足立朝日

俳優 古川龍太さん(29歳)

掲載:2011年6月5日号
足立区在住
人生を賭けてやる価値がある


 ひょろりとした長身から発散される、自在で伸びやかな存在感。3月にシアターコクーンで上演された井上ひさし追悼公演「日本人のへそ」で、ヤクザの弟分など13役を演じた。ユーモアと風刺に富んだ舞台は、エネルギッシュな役者たちによって、連日観客を笑いに引き込んだ。

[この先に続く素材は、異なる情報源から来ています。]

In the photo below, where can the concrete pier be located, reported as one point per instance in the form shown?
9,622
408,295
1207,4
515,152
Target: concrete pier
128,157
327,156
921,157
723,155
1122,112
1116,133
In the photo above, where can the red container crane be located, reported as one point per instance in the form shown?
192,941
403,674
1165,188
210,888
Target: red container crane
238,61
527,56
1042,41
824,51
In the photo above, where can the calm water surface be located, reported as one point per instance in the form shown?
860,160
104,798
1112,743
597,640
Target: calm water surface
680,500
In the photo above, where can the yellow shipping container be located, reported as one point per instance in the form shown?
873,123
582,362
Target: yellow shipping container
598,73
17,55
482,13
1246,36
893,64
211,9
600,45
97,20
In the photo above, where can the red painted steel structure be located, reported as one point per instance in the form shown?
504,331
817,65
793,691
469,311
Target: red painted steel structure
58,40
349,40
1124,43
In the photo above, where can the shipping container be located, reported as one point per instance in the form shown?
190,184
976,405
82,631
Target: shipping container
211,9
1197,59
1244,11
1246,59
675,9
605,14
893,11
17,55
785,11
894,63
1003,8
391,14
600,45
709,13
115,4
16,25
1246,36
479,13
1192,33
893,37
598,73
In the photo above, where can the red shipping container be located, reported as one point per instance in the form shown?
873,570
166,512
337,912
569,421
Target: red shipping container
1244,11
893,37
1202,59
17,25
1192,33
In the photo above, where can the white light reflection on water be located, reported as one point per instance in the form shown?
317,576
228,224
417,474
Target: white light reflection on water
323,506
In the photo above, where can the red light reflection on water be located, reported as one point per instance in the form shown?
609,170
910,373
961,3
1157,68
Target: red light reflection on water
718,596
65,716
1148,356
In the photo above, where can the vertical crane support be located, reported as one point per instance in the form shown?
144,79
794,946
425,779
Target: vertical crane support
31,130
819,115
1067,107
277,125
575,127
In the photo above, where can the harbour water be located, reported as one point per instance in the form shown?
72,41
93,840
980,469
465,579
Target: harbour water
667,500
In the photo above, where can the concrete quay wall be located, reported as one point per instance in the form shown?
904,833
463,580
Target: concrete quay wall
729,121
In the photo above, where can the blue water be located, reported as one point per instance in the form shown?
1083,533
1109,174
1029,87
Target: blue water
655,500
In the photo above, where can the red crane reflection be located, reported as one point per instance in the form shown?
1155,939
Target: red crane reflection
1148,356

 一度だけ、それが途切れた。3月11日、東日本大震災で鉄道が止まり、自宅のある千住から出られなかった。出演者も客も劇場にたどり着けない異常事態に、2日間の休演となった。
 役者を目指して石川県から上京。05年に40倍の難関を突破し、新国立劇場演劇研修所一期生として3年間学んだ。国が育てた日本初の俳優の誕生である。以来、舞台に立ち続け、初めて体験する休演。その理由も含めて衝撃は大きかった。
 余震が続く中での公演再開は、「1~2週間は興奮状態だった。舞台の上で死ねるなら本望。毎公演ごとに、3時間後に生きているかどうかわからない、と大袈裟じゃなく思っていた」と振り返る。

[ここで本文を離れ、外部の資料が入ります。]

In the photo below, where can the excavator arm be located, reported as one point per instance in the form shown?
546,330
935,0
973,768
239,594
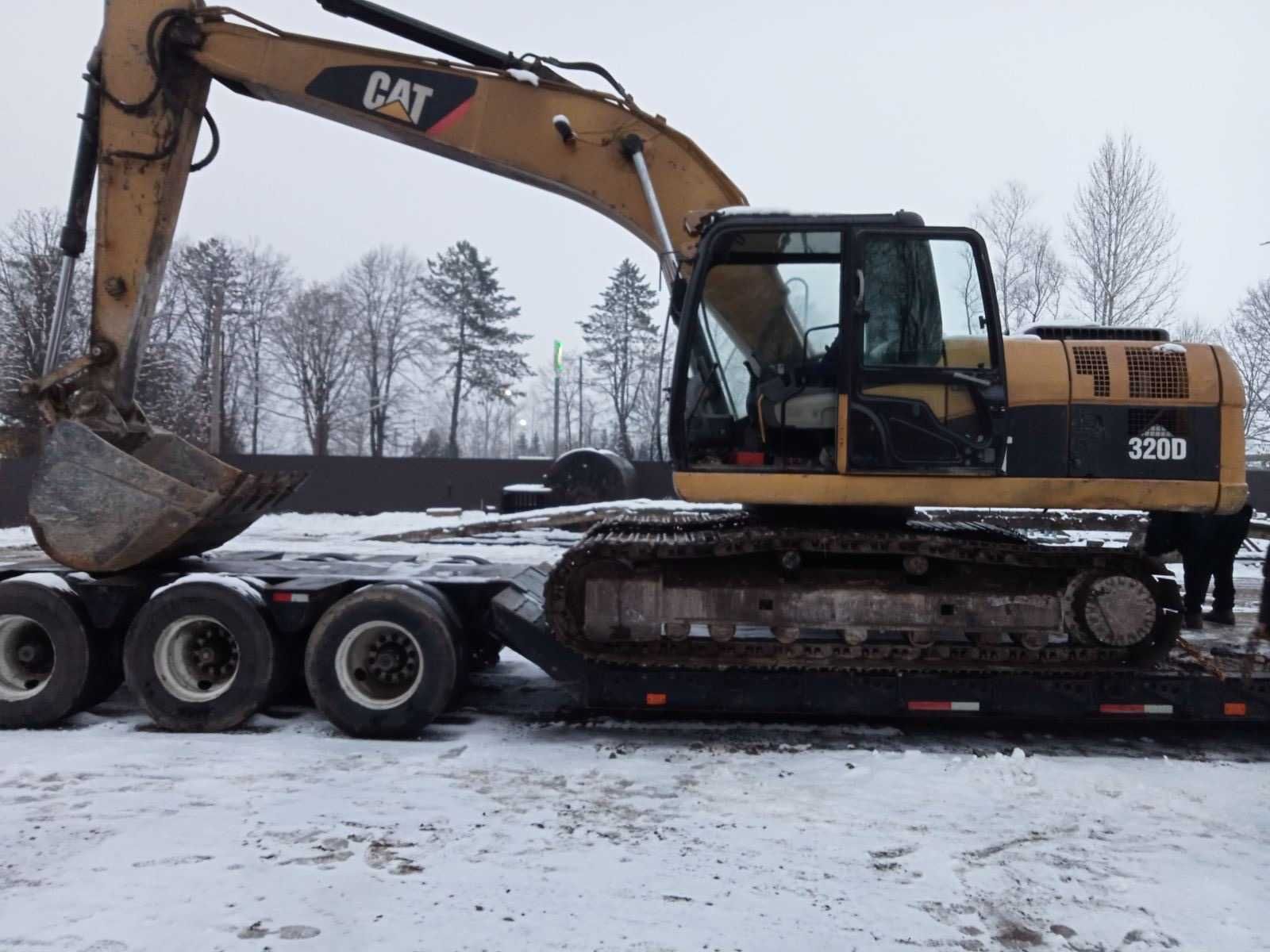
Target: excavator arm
112,492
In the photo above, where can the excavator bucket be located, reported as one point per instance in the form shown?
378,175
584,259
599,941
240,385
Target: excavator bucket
97,508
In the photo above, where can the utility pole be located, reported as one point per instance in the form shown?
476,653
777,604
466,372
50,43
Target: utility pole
214,438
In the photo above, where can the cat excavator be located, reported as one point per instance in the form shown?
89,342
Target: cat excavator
833,371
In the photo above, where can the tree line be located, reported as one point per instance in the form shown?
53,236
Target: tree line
1123,268
406,355
394,355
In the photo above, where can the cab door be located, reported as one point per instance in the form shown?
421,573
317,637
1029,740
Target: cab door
925,368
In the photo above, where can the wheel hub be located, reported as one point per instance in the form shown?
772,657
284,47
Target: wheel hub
27,658
196,659
379,664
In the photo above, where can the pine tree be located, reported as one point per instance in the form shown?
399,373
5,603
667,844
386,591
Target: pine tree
469,323
622,346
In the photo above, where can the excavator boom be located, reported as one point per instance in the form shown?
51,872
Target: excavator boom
112,492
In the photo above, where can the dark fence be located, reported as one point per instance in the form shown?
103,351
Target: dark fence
356,484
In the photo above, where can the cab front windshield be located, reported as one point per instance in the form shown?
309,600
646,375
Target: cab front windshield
770,313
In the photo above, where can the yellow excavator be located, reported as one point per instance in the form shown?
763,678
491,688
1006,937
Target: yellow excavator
832,372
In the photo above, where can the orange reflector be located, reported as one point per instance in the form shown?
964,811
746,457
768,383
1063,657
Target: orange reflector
1136,708
943,704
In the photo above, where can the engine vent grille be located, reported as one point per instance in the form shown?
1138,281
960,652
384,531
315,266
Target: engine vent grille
1157,374
1094,332
1092,362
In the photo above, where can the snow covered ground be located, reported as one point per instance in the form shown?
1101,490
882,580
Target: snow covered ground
516,824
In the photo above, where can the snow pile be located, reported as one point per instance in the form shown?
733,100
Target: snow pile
524,76
245,587
48,581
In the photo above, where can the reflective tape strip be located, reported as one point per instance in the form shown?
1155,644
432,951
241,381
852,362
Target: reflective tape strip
943,704
1136,708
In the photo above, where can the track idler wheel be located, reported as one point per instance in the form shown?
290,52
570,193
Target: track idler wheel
1111,609
48,654
202,657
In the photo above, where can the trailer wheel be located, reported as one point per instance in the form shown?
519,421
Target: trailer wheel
202,657
46,655
383,662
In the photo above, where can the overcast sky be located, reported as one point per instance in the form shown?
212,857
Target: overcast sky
852,107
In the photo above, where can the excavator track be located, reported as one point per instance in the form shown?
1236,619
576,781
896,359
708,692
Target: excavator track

 満席となった振替公演は、「役者として一生のうちに何度あるかという、奇跡的な公演」になった。震災の影響を押してまで劇場に足を運んだ客たちのエネルギーは、舞台上の役者をも圧倒。爆笑に継ぐ爆笑に、「演っている僕らも泣きそうになるくらい」。
 自粛ムードの中、演劇や音楽の優先順位が低く見られる一方で、現実を忘れさせてくれる非日常空間の存在意義が再認識された時期でもある。それは、役者たちにとっても同様だったに違いない。

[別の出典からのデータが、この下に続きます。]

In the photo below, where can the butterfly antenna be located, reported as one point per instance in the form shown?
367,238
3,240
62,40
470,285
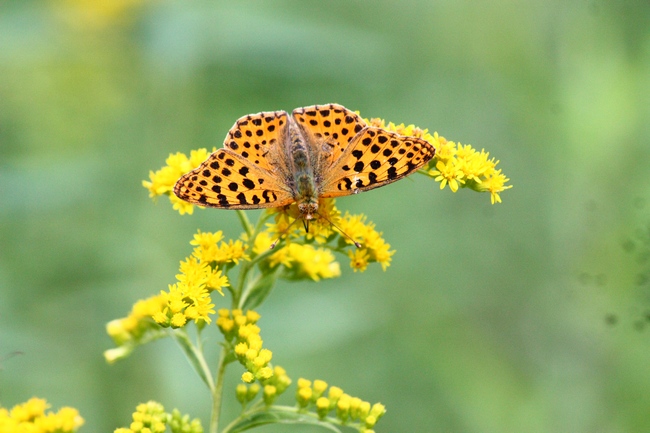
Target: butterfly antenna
356,244
284,232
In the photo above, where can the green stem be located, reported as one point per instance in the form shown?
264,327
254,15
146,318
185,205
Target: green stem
245,222
195,357
217,391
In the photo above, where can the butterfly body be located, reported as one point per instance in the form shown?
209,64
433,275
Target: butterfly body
271,159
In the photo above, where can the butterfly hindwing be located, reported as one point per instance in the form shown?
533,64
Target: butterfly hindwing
375,158
228,180
254,135
331,126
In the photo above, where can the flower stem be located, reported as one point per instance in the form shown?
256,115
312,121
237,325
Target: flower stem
217,391
245,222
195,357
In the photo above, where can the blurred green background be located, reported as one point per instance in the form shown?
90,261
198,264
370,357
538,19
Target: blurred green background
528,316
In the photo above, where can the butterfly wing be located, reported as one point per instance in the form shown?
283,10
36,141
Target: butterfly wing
228,180
254,135
331,125
374,158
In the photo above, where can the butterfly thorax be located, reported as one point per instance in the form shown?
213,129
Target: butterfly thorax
304,184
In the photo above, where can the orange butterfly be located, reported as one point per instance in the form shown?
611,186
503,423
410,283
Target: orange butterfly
271,159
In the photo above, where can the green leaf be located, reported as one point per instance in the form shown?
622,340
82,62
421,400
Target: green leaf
277,415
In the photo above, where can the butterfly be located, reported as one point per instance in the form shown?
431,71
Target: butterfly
271,159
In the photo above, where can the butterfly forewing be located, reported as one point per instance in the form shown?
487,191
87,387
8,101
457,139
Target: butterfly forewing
254,135
331,125
228,180
375,158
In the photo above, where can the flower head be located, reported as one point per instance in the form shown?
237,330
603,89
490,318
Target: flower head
32,416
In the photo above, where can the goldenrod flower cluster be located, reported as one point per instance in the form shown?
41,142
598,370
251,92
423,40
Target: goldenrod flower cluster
151,417
96,15
128,331
455,164
348,410
31,417
210,248
242,332
330,230
189,298
161,182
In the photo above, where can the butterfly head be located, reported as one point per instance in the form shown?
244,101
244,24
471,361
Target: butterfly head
308,209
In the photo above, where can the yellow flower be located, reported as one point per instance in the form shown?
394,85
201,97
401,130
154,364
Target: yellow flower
162,181
31,416
231,252
455,165
448,173
248,347
373,247
307,261
359,259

 「世の中に必要な職業だと確認。それを全うする責任が自分にはあると感じた。それまでは楽しい、好き、楽しませたい、だったが、人生を賭けてやる価値のある仕事」。確かな手応えを語る言葉に、自負も覗く。
 次の舞台はまだ未定。3年間走り続け、初めての空白期間が新鮮という。有意義に使おうと、一人芝居(★)を企画。「足立区にはいい劇場があるのに、あんまり目立っていないのがもったいない。劇場と地域民を結び付けられれば」。いつかシアター1010の舞台にも出たい、と話す眼差しは、限りない未来の可能性を内に秘めて、力強い。
★6月24日(金)午後7時開始、COSMIC SOUL (千住1‐22‐9‐2F 北千住駅西口徒歩6分、TEL3882・7050)で。